To all MWTHA members and interested friends:
Time sure flies these days. It seems like the spring turkey season just ended, but we’re already looking at fall and another fall turkey season here in Area J. No one’s quite sure why we are once again having a fall turkey season here. With no organized feeding programs in this area any more, two horribly cold winters, and several late, cold springs, which along with a long list of predators has had a devastating effect on the last two nesting years, wild turkey populations have plummeted throughout the tip of the mitt. Particularly this past spring, many turkey hunters have found a total lack of birds where once they could get 10 toms to gobble at once. What few birds you did see you can be sure that someone nearby fed, at no small cost to them, to make sure they made it through the winter.
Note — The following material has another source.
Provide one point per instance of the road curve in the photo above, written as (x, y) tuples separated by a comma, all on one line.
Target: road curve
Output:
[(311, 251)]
It’s a shame, and something that many of us will never get over. What’s frightening is how quickly the populations dropped … in many areas of northern lower Michigan, there are now no birds at all. Sadly, the DNR in Lansing, despite the best information from their field people, have ignored what is happening, and continues to promote northern Michigan as one of the premier turkey hunting locations in the country.
That’s because northern Michigan has more public land than anywhere in southern Michigan, and many hunters have discovered that you can have wild turkeys dripping from trees, as there apparently are in many parts of southern Michigan, but it doesn’t do you any good if you can’t access the land those birds are on.
So the DNR plants a token handful of trees in the Pigeon River for “wild turkey habitat”, which were undoubtedly eaten by the elk the next day, and continues to promote northern Michigan’s wild turkey hunting.
But the sad fact of the matter is, for most of us it’s just not there anymore. For most of us, even those of us who continue to feed small flocks every winter, the gobble of the wild turkey is be- coming a thing of the past.
But the Michigan Wild Turkey Hunters Association, under the unwavering guidance of Jim Maturen, continues to struggle on. And as long as he is there to guide us, we will too.
Let’s hope that Mother Nature is more forgiving this winter.